FIELD OF THE INVENTION
The present invention relates generally to the fields of intravascular implant devices, and more specifically to embolic coils.
BACKGROUND
Embolization is a commonly practiced technique for treatment of brain aneurysm, arterio-venous malformation, tumors, and other conditions for which vessel occlusion is a desired treatment option. A typical occlusion coil is a wire coil having an elongate primary shape with windings coiled around a longitudinal axis. In the embolization procedure for treatment of aneurysm, a catheter is introduced into the femoral artery and navigated through the vascular system under fluoroscopic visualization. The coil in the primary shape is positioned within the catheter. The catheter distal end is positioned at the site of an aneurysm within the brain. The coil is passed from the catheter into the aneurysm. Once released from the catheter, the coil assumes a secondary shape selected to optimize filling of the aneurysm cavity. Multiple coils may be introduced into a single aneurysm cavity for optimal filling of the cavity, and costs typically increase with the number of coils required and the length of time required to successfully complete a procedure.

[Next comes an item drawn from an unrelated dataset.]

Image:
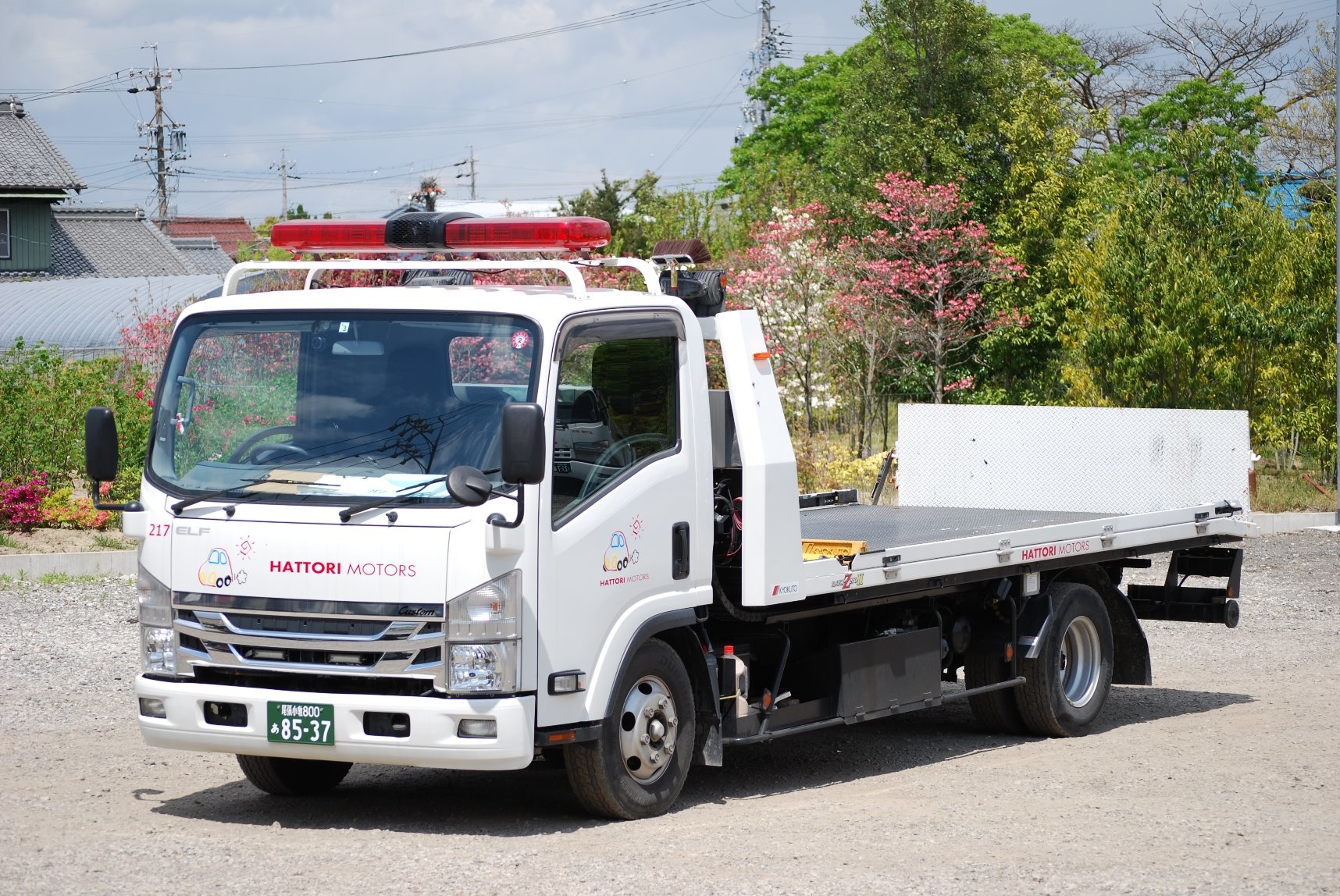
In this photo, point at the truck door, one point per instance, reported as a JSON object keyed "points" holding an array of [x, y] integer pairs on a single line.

Proper positioning and anchoring of the coils is vital to a successful procedure. The deployed coils serve to block blood flow into the aneurysm and reinforce the aneurysm against rupture, while obstruction of blood flow through the healthy vessel must be avoided. Occasionally, repositioning of one or more coils is required during a procedure. Accordingly, an implant must be readily retractable within the catheter for repositioning. If one or more coils are not readily retractable during a procedure, an increase in the length of time required to complete a procedure may result. And most undesirably, a coil that requires repositioning but is not readily retractable into the catheter may prevent completion of a successful procedure entirely.
One type of coil is formed of a wire coiled to have a primary coil diameter. Additionally, such a coil may have a stretch resistant member enclosed by the coiled wire and anchored to one or both ends of the coil, or unattached and “free-floating” within the central lumen of the coil. The stretch resistant member may be shape set to impart a secondary shape to the coil, which the coil resumes within an aneurysm cavity or other treatment site. In order to facilitate dense filling or packing of a coil or coils within an aneurysm, and in order to decrease the length of time required to perform a procedure, a large diameter primary coil formed from a small diameter wire may be desired. However, a large primary diameter coil formed from a small diameter wire may be easily plastically deformed. Further, the individual adjacent turns and the pitch of such a coil are prone to shifting, especially if the wire has undergone deformation. Such a shift is further likely to cause difficulties in retrieval of a coil upon retraction of the coil into a catheter. Specifically, adjacent turns of a coil are likely to “catch” on the edge of the catheter during retraction, causing undesirable resistance and generally prevent a smooth retraction, or preventing retraction entirely.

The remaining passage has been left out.